Makhluk itu, yang panjangnya jutaan kaki, bergerak perlahan, menyebabkan ombak di laut bergulung dengan keras. Dia menatap Ta Sen dan tiba-tiba mengucapkan kata-kata manusia.

“Ta Sen, kau adalah kesadaran jahat yang terbentuk ketika tuan mempraktikkan Teknik Ilahi Transformasi Aliran Mengalir. Bagaimana saya bisa melupakan Anda? Jika bukan karena Anda memberontak ketika tuannya berada pada titik paling kritis dari penanamannya, tuan itu tidak akan mati. “

Ta Sen dengan dingin mendengus dan dengan muram berkata,” Apa artinya ini ada hubungannya dengan saya? Ambisi Tu Si terlalu besar, mencoba menguasai teknik ilahi yang tidak bisa dikuasai siapa pun. Jika bukan karena itu, bagaimana dia bisa menciptakan saya? Saat dia memisahkanku dari jiwanya, dia meninggalkanku, tapi aku harus berterima kasih padanya, kalau tidak, saat dia mati akan menjadi saat aku mati juga! ”

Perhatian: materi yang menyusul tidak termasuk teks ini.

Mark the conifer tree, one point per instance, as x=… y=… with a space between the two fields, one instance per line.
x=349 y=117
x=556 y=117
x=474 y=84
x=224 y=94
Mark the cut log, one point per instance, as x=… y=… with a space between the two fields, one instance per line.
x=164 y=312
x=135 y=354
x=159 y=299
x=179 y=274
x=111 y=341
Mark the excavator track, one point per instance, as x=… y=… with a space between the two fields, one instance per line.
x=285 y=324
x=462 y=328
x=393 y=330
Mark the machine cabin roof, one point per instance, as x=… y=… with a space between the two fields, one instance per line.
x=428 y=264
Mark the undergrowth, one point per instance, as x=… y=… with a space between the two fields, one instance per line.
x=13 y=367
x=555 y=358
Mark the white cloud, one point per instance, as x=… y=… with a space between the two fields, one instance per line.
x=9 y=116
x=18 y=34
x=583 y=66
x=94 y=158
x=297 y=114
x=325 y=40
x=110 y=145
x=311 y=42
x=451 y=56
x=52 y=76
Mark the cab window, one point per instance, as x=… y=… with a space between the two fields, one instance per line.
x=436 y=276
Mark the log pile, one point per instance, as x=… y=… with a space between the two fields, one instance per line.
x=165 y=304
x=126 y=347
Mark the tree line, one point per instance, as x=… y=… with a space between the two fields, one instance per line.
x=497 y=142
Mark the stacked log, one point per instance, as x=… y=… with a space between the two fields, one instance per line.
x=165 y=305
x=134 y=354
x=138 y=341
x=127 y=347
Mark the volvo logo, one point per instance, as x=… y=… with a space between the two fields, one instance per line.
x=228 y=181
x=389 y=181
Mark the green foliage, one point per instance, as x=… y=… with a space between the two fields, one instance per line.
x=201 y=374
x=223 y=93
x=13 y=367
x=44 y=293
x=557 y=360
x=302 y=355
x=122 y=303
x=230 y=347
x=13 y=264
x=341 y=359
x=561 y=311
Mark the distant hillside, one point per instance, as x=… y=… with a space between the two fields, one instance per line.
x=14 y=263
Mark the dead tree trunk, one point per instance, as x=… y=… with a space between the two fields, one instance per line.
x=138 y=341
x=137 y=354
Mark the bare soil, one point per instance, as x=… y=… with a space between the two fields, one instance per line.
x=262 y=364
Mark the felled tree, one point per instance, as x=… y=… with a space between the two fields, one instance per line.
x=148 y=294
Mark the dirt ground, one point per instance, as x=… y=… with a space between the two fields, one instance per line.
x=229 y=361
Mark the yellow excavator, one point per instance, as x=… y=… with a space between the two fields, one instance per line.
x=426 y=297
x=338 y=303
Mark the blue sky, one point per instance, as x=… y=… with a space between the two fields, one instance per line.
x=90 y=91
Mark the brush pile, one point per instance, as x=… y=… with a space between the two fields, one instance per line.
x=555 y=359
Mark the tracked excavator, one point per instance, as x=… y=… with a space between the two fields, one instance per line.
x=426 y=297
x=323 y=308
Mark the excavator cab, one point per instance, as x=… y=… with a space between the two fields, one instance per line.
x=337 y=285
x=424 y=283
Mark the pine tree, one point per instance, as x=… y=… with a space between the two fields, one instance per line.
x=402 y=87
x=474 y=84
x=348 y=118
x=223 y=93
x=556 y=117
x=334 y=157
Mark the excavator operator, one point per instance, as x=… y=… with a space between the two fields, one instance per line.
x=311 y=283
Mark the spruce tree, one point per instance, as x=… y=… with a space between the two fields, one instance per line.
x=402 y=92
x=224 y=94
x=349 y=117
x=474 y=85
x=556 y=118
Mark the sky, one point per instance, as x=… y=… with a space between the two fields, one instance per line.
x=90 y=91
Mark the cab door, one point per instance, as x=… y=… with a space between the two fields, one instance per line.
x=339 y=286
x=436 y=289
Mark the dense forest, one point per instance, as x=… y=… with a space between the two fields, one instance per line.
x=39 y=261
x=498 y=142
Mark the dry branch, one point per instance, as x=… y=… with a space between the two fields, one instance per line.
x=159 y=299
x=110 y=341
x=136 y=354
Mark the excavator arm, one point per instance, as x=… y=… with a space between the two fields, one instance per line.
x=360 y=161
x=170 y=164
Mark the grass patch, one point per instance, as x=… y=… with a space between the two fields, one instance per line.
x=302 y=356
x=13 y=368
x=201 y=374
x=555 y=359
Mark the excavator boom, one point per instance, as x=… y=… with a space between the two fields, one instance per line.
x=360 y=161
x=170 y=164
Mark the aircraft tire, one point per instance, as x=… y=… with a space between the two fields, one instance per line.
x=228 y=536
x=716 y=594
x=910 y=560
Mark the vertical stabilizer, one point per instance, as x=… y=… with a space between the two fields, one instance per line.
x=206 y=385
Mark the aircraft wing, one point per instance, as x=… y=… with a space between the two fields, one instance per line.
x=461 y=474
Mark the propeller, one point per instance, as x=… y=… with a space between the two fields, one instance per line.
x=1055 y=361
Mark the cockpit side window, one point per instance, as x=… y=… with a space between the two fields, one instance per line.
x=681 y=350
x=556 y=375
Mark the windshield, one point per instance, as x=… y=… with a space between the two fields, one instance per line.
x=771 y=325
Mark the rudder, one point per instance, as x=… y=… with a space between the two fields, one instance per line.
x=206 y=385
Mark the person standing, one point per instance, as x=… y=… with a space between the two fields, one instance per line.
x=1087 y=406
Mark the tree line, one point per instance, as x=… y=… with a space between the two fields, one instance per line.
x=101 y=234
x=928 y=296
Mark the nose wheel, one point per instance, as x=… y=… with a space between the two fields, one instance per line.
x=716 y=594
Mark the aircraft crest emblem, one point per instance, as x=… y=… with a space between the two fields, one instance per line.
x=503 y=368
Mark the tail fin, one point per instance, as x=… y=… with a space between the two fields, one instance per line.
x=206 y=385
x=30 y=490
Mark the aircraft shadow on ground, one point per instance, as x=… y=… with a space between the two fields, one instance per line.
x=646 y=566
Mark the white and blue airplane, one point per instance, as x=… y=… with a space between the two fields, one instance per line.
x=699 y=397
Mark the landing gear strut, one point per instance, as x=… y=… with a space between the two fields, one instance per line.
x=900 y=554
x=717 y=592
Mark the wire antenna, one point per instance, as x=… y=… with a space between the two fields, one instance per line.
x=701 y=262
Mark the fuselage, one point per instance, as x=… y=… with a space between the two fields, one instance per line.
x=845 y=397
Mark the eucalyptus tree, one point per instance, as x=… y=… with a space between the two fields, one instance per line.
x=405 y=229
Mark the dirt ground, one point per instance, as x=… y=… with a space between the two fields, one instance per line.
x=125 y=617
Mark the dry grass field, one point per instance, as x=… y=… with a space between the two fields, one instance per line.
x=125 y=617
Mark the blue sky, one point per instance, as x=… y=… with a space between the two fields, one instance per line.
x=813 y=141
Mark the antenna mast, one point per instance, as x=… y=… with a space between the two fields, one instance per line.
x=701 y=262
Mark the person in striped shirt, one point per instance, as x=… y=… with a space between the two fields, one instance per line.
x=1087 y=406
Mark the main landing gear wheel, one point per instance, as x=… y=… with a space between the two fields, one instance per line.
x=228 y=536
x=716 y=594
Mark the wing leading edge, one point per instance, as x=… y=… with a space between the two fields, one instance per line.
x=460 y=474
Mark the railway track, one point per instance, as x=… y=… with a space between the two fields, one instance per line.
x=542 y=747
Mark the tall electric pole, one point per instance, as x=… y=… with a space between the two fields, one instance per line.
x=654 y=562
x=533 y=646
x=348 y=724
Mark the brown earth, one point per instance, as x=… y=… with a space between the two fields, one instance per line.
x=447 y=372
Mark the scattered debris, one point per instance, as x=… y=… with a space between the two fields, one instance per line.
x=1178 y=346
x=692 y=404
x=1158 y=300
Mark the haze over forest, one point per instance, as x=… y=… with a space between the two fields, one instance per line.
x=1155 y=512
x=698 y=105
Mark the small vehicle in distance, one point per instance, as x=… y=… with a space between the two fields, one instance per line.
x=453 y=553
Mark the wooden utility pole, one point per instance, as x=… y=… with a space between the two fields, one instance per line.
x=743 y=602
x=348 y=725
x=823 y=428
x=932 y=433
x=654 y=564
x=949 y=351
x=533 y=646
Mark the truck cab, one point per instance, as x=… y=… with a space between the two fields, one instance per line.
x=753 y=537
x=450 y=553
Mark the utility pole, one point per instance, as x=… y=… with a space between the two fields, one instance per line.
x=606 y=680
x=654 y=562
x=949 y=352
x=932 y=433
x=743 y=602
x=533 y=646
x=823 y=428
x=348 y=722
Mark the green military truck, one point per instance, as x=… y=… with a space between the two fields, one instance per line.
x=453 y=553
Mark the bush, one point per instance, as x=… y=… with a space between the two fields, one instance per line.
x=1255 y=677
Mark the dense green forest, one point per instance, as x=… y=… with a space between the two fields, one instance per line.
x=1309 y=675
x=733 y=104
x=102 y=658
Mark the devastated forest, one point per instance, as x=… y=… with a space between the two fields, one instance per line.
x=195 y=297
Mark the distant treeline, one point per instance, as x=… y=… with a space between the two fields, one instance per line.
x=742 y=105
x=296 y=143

Mata makhluk besar itu menjadi dingin dan berkata, “Sebelum kematian tuan, dia menyuruh saya untuk menjaga warisan pengetahuan. Tanpa izin saya, tidak ada yang bisa mendapatkan warisan. “

” Warisan kekuasaan sudah menjadi milikku dan satu-satunya yang tersisa adalah warisan pengetahuan. Ingatan Tu Si tidak berguna bagiku. Semua yang dia tahu, aku juga tahu. Jika bukan karena pembatasan yang ditetapkan oleh hukum waris yang mengharuskan kedua warisan untuk sepenuhnya mengendalikan kekuatan dalam tubuh ini, aku bahkan tidak akan repot dengan semua ini, dan aku tidak akan terjebak olehnya di Laut Darah selama bertahun-tahun. “Pria berambut merah itu berkata ketika dia menyerang ke depan dengan tombak.

Tiba-tiba, topan hitam muncul. Topan itu tumbuh semakin besar dan lebih besar, sampai angin menderu. Itu dibebankan pada makhluk itu.

Melihat pemandangan di depannya, Wang Lin tidak bisa membantu tetapi membentuk keraguan di dalam hatinya. Jika apa yang dikatakan makhluk ini benar, dan dia menjaga warisan pengetahuan, lalu ketika Penyihir Iblis Langit membuka portal ke harta warisan sebelumnya, mengapa tidak ada bahaya? Dan bahkan setelah sebagian diambil, mengapa tidak ada tanda-tanda makhluk ini?

Wang Lin melihat ke bawah ke laut yang mati dan keraguannya meningkat. Dia mengerutkan kening. Dia diam-diam mengaktifkan Taktik Dewa Kuno dalam benaknya. Menurut memori yang diwarisi, siapa pun yang memiliki warisan hanya harus mengaktifkan warisan mereka di Laut Jiwa Mati untuk pergi.

Makhluk besar itu dengan dingin menatap pria berambut merah itu. Ia bahkan tidak peduli dengan topan yang meraung ke arahnya. Sesaat sebelum mendarat, makhluk itu mencambuk kepalanya dan mengenai topan.